So, after weeks of strange and seemingly intermittent/coincidental UDP server crashes(Receive Thread Halt/Un-catchable Exception) and the ensuing frustration that that causes when you aren't even trying to work on the server itself. I sat down and spent a day trying to figure out the problem.. After an almost complete server rewrite from scratch with no real improvement in the problem.. I turned to random poking about on the internets..
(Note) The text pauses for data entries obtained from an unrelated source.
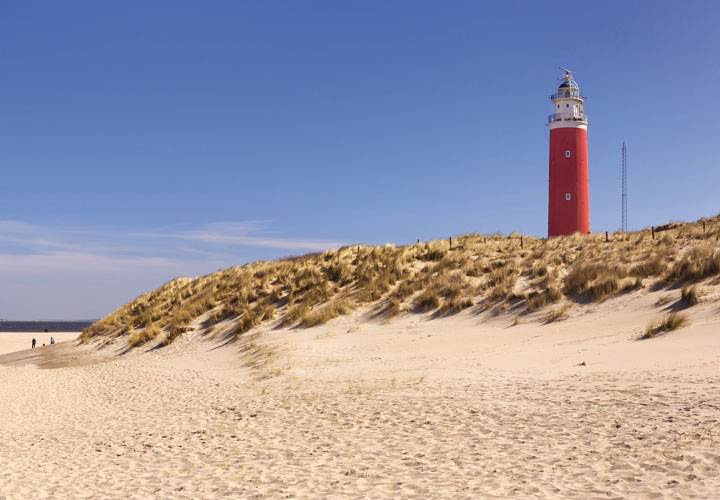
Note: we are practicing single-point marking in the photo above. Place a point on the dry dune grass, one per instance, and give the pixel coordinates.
(483, 272)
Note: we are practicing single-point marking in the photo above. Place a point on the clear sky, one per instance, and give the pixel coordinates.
(144, 140)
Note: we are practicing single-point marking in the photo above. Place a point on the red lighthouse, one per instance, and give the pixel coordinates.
(568, 194)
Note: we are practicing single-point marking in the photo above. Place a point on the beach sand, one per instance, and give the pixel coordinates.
(17, 341)
(461, 407)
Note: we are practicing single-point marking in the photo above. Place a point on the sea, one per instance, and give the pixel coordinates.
(40, 326)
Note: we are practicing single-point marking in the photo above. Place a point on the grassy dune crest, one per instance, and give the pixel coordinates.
(486, 273)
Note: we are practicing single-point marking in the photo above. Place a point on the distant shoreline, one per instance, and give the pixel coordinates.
(40, 326)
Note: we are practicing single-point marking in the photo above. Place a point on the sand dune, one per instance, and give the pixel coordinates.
(462, 407)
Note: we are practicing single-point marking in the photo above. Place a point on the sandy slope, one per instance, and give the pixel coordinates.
(461, 407)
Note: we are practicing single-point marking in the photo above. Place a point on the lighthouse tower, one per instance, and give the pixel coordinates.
(568, 195)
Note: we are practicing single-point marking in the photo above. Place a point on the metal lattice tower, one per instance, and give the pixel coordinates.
(624, 191)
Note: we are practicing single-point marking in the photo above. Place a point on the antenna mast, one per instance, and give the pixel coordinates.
(624, 191)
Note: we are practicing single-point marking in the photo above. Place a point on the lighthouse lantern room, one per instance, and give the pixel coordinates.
(568, 206)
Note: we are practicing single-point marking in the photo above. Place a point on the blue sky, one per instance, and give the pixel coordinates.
(145, 140)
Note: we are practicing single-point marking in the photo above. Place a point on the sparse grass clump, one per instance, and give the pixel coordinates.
(701, 261)
(490, 270)
(670, 322)
(143, 336)
(654, 266)
(428, 300)
(330, 311)
(690, 295)
(557, 314)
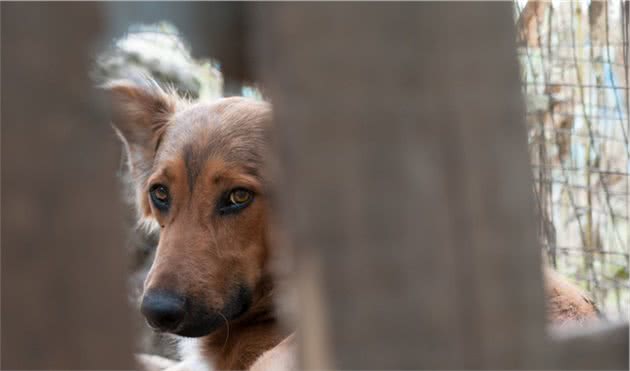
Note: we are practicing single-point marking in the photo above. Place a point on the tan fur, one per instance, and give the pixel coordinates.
(566, 302)
(201, 151)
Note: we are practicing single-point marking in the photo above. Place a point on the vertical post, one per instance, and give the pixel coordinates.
(405, 177)
(64, 302)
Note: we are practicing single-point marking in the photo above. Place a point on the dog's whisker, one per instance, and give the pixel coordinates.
(227, 325)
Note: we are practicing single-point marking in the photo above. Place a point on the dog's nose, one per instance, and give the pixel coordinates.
(163, 310)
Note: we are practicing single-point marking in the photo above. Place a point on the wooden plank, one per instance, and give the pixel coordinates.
(404, 174)
(598, 346)
(64, 302)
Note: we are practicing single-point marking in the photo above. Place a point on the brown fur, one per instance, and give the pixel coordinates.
(566, 302)
(201, 151)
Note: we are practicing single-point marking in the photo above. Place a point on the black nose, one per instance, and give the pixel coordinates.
(163, 310)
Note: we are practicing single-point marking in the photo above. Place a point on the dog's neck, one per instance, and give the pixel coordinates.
(238, 344)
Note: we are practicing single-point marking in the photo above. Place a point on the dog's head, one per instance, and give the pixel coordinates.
(198, 174)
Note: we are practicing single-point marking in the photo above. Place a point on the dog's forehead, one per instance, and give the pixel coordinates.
(231, 129)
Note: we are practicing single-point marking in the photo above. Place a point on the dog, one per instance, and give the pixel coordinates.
(200, 176)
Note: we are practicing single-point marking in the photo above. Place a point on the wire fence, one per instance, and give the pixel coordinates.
(574, 59)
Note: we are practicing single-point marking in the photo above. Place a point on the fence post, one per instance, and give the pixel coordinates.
(405, 176)
(64, 302)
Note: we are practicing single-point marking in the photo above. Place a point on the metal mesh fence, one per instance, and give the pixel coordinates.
(574, 59)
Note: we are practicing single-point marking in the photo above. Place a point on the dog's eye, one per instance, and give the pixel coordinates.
(160, 196)
(236, 200)
(240, 196)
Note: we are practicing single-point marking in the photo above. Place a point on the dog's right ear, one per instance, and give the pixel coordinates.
(141, 111)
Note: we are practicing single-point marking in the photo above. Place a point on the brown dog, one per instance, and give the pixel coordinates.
(199, 175)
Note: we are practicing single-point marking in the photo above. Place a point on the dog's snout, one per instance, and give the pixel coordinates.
(164, 311)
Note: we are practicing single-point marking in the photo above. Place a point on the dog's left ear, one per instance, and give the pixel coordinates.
(141, 111)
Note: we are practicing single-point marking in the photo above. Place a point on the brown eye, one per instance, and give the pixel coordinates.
(240, 196)
(160, 196)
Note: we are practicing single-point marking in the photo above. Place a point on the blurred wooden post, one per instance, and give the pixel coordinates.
(64, 301)
(405, 184)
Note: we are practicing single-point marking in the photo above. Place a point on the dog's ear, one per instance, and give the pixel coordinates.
(141, 111)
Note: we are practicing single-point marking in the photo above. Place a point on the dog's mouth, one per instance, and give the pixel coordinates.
(189, 317)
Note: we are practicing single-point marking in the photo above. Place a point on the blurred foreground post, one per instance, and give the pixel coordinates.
(405, 184)
(64, 302)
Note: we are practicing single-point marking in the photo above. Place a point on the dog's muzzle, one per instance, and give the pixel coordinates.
(169, 312)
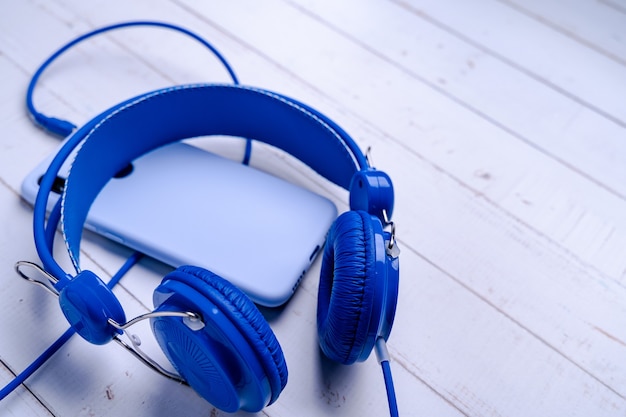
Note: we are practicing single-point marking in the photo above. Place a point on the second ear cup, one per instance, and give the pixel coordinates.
(232, 358)
(346, 291)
Hmmm... It seems like the problem only happens when I'm restarting the client..
Here's a post!!
And Here!
Yup, that's the problem for sure.
It appears that even though UDP isn't supposed to care about the other ends state, apparently this isn't true if the state is Port Unreachable. When the server attempts to receive data (BeginReceiveFrom/BeginReceive/EndRecieveFrom/EndReceive/etc..) from an async connection and the client has (Crashed/Quit/Etc.) an ICMP port unavailable packet is generated and this causes the UDP socket to generate an exception that (even if you try/catch the hell out of it) causes the async receive thread to halt(I assume, this is the effect anyhow).
The best solution I've found, as stated in the link(s) above is to change the underlying IOControl behavior(Prevent the Exception from being thrown).
//This value tells the underlying IO system to IGNORE the ICMP error.
public const int SIO_UDP_CONNRESET = -1744830452;
private Socket _socket = new Socket(AddressFamily.InterNetwork, SocketType.Dgram, ProtocolType.Udp);
_socket.IOControl((IOControlCode)SIO_UDP_CONNRESET, new byte[] { 0, 0, 0, 0 }, null);
_socket.Bind(new IPEndPoint(IPAddress.Any, port));
The first line is the value that needs to be set, and the second to last line is how you can set it. And these are the live bits of code that are WORKING without error in my server, Finally!
So, there, I've posted it again because it seems way more obscure than it should be.
Enjoy.
I guess it's worth adding that my server handles client timeouts as part of it's core behavior, simple timeouts for inactivity/etc, and doesn't use any of the UDP connections "state" info for the decision process.. So the only potential negative side-effect of not properly trapping this exception and removing the user's EndPoint immediately is that a few extra packet sends get attempted to the dead client before the player's EndPoint gets forgotten anyhow. So far, it's not an issue, hopefully it stays that way.